Certaines broches ont des affectations figées car elles sont reliées à des composants sur la carte, mais d’autres peuvent être utilisées pour réaliser des entrées sorties personnalisées.

Nous remarquons la présence sur la broche numéro 1 d’un signal d’alimentation +1.8 V que nous pourrons utiliser pour l’envoyer sur les entrées de notre choix (dans le prochain article) et de la masse du signal sur les broches 27 et 28.

Attention, les opérations sur ce connecteur sont très risquées car elles se répercutent directement sur les broches du processeur, sans protection. Je décline donc toute responsabilité si une manipualtion décrite ici sonne le glas de votre Pandaboard. Pour vous convaincre encore, sachez que j’ai grillé une carte Pandaboard (enfin, un processeur OMAP4 mais c’est le principal) simplement en confondant la broche 2 (alimentation +5V) et la broche 1 (alimentation +1.8V) pour envoyer un signal sur une entrée GPIO. Donc : prudence et concentration sont de rigueur !

 Nous allons donc souder sur le connecteur quelques fils afin d’accéder facilement aux broches 1, 10 et 28.

Broches soudées sur connecteur d'extensionLa broche 1 de chaque connecteur (en haut à gauche lorsqu’on le regarde de face) est repérée par un carré, la 2 se trouve en dessous, la 3 à droite du 1, la 4 en dessous de la 3 et ainsi de suite.

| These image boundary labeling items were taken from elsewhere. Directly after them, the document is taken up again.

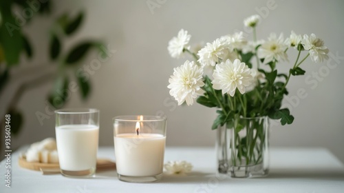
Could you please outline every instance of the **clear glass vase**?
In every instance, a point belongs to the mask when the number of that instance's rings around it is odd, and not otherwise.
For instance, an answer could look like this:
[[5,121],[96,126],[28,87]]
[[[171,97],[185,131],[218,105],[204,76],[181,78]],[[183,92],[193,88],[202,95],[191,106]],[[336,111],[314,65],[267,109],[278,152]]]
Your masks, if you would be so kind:
[[218,172],[233,178],[260,177],[269,172],[269,119],[238,118],[217,128]]

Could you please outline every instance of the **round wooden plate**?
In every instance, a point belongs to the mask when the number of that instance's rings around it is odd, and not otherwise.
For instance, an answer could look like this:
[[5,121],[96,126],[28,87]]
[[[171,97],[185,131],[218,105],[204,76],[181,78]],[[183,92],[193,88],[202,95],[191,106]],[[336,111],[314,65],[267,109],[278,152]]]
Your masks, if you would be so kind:
[[[25,156],[19,157],[19,165],[29,170],[40,171],[42,169],[60,169],[58,163],[45,163],[39,162],[28,162]],[[97,170],[116,169],[116,163],[108,159],[97,159]]]

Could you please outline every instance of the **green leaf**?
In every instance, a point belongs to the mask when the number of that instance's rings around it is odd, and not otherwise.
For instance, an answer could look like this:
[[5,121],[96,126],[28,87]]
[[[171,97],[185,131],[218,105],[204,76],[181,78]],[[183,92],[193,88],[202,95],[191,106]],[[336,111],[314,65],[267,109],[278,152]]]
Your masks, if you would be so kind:
[[69,80],[67,76],[59,76],[54,83],[54,88],[48,96],[47,101],[55,108],[62,108],[70,94],[68,92]]
[[295,69],[290,69],[290,74],[293,76],[299,76],[305,74],[305,71],[302,70],[301,68],[297,67]]
[[19,133],[23,125],[23,118],[21,112],[15,109],[11,109],[7,114],[11,115],[11,133],[17,135]]
[[32,48],[31,47],[31,45],[30,44],[29,40],[24,35],[23,35],[22,37],[23,37],[23,43],[24,51],[25,51],[25,52],[28,58],[32,58]]
[[218,110],[217,112],[219,113],[219,115],[217,115],[215,120],[214,120],[214,122],[213,123],[213,125],[211,126],[212,130],[216,130],[219,126],[223,126],[225,123],[224,121],[226,119],[226,116],[221,110]]
[[9,76],[8,69],[6,69],[1,74],[0,74],[0,93],[8,81]]
[[237,123],[234,128],[236,133],[239,132],[242,129],[244,129],[244,125]]
[[78,79],[78,83],[80,88],[80,92],[81,94],[81,98],[83,99],[86,99],[90,93],[91,91],[91,85],[87,79],[84,79],[83,77],[76,76]]
[[17,25],[12,14],[11,1],[0,1],[0,42],[8,65],[18,64],[23,50],[23,38],[21,26]]
[[269,114],[269,117],[272,119],[281,119],[282,125],[286,125],[286,123],[291,124],[294,121],[294,116],[290,114],[290,112],[287,108],[277,110],[273,114]]
[[49,52],[49,56],[50,59],[55,60],[58,57],[61,52],[61,43],[60,40],[57,37],[56,34],[53,34],[50,39],[50,48]]
[[73,48],[65,59],[67,64],[73,64],[80,61],[94,45],[92,42],[84,42]]
[[76,29],[80,26],[83,19],[84,18],[83,12],[80,12],[76,18],[69,23],[65,28],[65,33],[67,35],[72,34],[74,32],[76,31]]

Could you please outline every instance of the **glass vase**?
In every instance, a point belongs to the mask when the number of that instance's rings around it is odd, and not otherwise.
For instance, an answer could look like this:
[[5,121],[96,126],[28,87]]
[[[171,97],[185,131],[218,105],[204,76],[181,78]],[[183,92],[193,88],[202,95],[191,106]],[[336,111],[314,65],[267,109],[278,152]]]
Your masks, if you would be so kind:
[[217,128],[218,172],[233,178],[265,176],[269,171],[269,119],[237,118]]

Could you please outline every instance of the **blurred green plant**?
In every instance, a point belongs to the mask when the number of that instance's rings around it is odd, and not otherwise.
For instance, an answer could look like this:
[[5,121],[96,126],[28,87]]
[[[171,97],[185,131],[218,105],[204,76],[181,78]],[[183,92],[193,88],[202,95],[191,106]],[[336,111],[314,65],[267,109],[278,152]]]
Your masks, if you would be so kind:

Naturellement, la soudure se fait plutôt sur la face opposée, où les numérotations sont inversées.

Soudure au verso du connecteur d'extensionPour cet article, nous n’utiliserons pas l’alimentation (broche 1), mais j’ai profité de l’occasion pour la souder en même temps les deux autres.

Accès aux GPIO depuis l’espace utilisateur avec le shell

Démarrons notre carte en utilisant un système fait maison, comme décrit dans les articles numéro 1, numéro 2, numéro 3, numéro 4 et numéro 5 d’une précédente série. Puis connectons depuis un PC distant en utilisant le protocole SSH.

[~]$ ssh root@192.168.5.152
root@192.168.5.152's password:
[Panda]#

Le prompt du shell sur la Pandaboard est préfixé par « [Panda] » pour éviter les confusions avec le système hôte.

Vérifions pour commencer la tension sur la broche 10 avec un simple voltmètre.

GPIO en sortie à 0V

La tension est nulle, mais la broche est par défaut affectée en entrée (avec une haute impédance). Nous allons modifier cela.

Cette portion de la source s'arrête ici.